You can create a new thread and asynchronously wait for 1s to pass, and then throw an exception. However, exceptions can only be caught in the same thread where they're thrown, so, you cannot catch in the same thread where you called f(), like in your example code - but that's not a stated requirement, so it may be OK for you.

Only if f is guaranteed to return in less than 1s, can you do this synchronously:

• store current time
• call f()
• wait for current time - stored time + 1s

But it may be quite difficult to prove that f in fact does return in time.
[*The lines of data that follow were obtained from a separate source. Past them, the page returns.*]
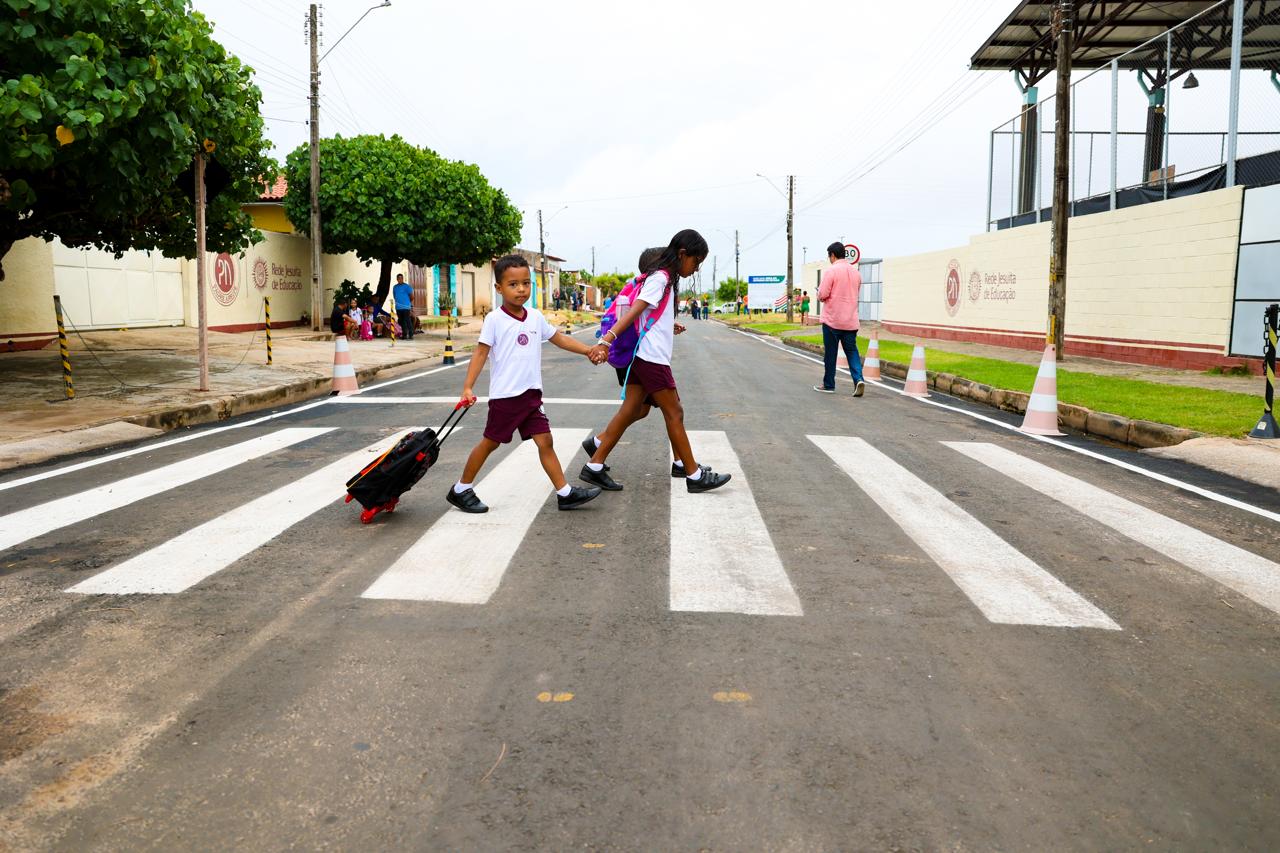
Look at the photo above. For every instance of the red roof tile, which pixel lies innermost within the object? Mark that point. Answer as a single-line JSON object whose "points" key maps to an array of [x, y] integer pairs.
{"points": [[275, 192]]}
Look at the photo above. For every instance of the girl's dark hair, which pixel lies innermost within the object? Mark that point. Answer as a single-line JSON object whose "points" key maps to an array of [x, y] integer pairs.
{"points": [[507, 261], [648, 256], [688, 240]]}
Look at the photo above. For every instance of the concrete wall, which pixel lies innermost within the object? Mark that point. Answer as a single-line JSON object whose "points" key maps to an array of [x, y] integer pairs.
{"points": [[1150, 284], [27, 297]]}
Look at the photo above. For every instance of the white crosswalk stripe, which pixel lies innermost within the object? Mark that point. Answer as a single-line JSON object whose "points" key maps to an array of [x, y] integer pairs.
{"points": [[1244, 571], [186, 560], [462, 557], [37, 520], [1005, 584], [722, 557]]}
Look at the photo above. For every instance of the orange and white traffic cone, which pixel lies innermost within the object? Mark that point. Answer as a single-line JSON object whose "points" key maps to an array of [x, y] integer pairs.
{"points": [[871, 364], [1042, 407], [917, 381], [343, 370]]}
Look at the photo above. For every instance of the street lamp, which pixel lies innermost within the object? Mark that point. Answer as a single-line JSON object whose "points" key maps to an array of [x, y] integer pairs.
{"points": [[316, 249]]}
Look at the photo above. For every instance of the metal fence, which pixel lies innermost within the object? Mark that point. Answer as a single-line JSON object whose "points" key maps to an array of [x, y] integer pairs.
{"points": [[1162, 119]]}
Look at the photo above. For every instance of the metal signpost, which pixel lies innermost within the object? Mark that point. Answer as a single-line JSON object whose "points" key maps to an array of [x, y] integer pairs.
{"points": [[1266, 427]]}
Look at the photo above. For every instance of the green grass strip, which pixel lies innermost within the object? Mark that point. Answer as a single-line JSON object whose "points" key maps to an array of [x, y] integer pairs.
{"points": [[1217, 413]]}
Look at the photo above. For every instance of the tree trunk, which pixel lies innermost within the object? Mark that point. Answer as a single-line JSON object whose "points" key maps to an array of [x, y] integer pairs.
{"points": [[384, 283], [5, 245]]}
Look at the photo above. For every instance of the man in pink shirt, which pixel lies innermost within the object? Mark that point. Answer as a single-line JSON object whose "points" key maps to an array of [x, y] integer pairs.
{"points": [[839, 292]]}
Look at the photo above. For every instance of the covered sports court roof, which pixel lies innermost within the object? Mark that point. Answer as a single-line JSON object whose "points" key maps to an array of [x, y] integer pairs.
{"points": [[1104, 30]]}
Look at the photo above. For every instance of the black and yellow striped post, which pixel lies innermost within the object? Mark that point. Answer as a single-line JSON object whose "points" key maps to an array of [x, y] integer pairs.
{"points": [[266, 309], [1266, 427], [63, 349]]}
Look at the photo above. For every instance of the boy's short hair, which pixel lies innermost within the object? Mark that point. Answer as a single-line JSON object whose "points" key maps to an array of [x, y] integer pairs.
{"points": [[507, 261]]}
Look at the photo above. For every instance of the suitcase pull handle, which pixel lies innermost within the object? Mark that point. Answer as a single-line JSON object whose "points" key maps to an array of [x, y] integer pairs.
{"points": [[451, 423]]}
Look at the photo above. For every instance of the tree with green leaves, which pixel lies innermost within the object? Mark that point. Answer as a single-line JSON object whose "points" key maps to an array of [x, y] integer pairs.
{"points": [[387, 201], [103, 109]]}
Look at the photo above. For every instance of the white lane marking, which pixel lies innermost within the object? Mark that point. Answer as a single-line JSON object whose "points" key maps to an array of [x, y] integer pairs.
{"points": [[205, 433], [552, 401], [1005, 584], [1242, 570], [462, 557], [39, 520], [186, 560], [1055, 442], [722, 557]]}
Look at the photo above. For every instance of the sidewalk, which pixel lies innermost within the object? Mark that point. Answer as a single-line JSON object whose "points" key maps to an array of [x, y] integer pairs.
{"points": [[141, 382], [1101, 366], [1256, 461]]}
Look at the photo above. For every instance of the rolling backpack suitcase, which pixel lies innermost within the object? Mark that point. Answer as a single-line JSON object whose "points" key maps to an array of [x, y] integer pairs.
{"points": [[380, 484]]}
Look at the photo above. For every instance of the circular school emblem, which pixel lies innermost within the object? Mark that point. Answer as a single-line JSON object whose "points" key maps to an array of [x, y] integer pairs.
{"points": [[952, 287], [224, 284], [260, 274]]}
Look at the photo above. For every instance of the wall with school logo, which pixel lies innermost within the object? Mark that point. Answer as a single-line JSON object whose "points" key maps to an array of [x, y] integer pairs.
{"points": [[1150, 284]]}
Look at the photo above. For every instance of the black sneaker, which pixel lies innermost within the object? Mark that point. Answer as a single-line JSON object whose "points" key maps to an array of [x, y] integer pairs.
{"points": [[599, 478], [708, 480], [467, 501], [577, 496]]}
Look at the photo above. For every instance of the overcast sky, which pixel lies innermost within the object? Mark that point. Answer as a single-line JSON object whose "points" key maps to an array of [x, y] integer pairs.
{"points": [[649, 122]]}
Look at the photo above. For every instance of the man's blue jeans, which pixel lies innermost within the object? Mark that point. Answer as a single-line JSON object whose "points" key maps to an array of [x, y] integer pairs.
{"points": [[831, 341]]}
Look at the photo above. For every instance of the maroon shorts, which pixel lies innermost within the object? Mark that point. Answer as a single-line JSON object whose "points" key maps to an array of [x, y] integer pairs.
{"points": [[524, 413], [652, 378]]}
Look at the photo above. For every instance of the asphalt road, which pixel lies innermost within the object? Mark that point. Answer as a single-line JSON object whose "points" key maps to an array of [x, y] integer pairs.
{"points": [[901, 626]]}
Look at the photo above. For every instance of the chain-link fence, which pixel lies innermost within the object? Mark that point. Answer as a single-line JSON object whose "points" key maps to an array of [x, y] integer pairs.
{"points": [[1160, 121]]}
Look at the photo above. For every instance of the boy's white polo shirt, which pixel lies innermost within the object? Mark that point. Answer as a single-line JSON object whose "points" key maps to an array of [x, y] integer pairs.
{"points": [[515, 350]]}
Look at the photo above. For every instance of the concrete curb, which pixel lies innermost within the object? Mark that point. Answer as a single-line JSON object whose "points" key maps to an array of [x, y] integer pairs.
{"points": [[54, 446], [1124, 430], [257, 398]]}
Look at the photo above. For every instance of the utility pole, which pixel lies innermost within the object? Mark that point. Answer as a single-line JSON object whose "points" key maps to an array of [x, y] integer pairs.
{"points": [[791, 208], [542, 254], [316, 276], [1065, 21], [201, 311]]}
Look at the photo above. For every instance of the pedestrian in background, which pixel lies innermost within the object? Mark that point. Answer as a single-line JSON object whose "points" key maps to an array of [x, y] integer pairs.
{"points": [[338, 318], [841, 286], [403, 296]]}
You can create a separate thread to run the call itself, and wait on a condition variable back in your main thread which will be signalled by the thread doing the call to f once it returns. The trick is to wait on the condition variable with your 1s timeout, so that if the call takes longer than the timeout you will still wake up, know about it, and be able to throw the exception - all in the main thread. Here is the code (live demo here):

#include <iostream>
#include <chrono>
#include <thread>
#include <mutex>
#include <condition_variable>

using namespace std::chrono_literals;

int f()
{
    std::this_thread::sleep_for(10s); //change value here to less than 1 second to see Success
    return 1;
}

int f_wrapper()
{
    std::mutex m;
    std::condition_variable cv;
    int retValue;

    std::thread t([&cv, &retValue]() 
    {
        retValue = f();
        cv.notify_one();
    });

    t.detach();

    {
        std::unique_lock<std::mutex> l(m);
        if(cv.wait_for(l, 1s) == std::cv_status::timeout) 
            throw std::runtime_error("Timeout");
    }

    return retValue;    
}

int main()
{
    bool timedout = false;
    try {
        f_wrapper();
    }
    catch(std::runtime_error& e) {
        std::cout << e.what() << std::endl;
        timedout = true;
    }

    if(!timedout)
        std::cout << "Success" << std::endl;

    return 0;
}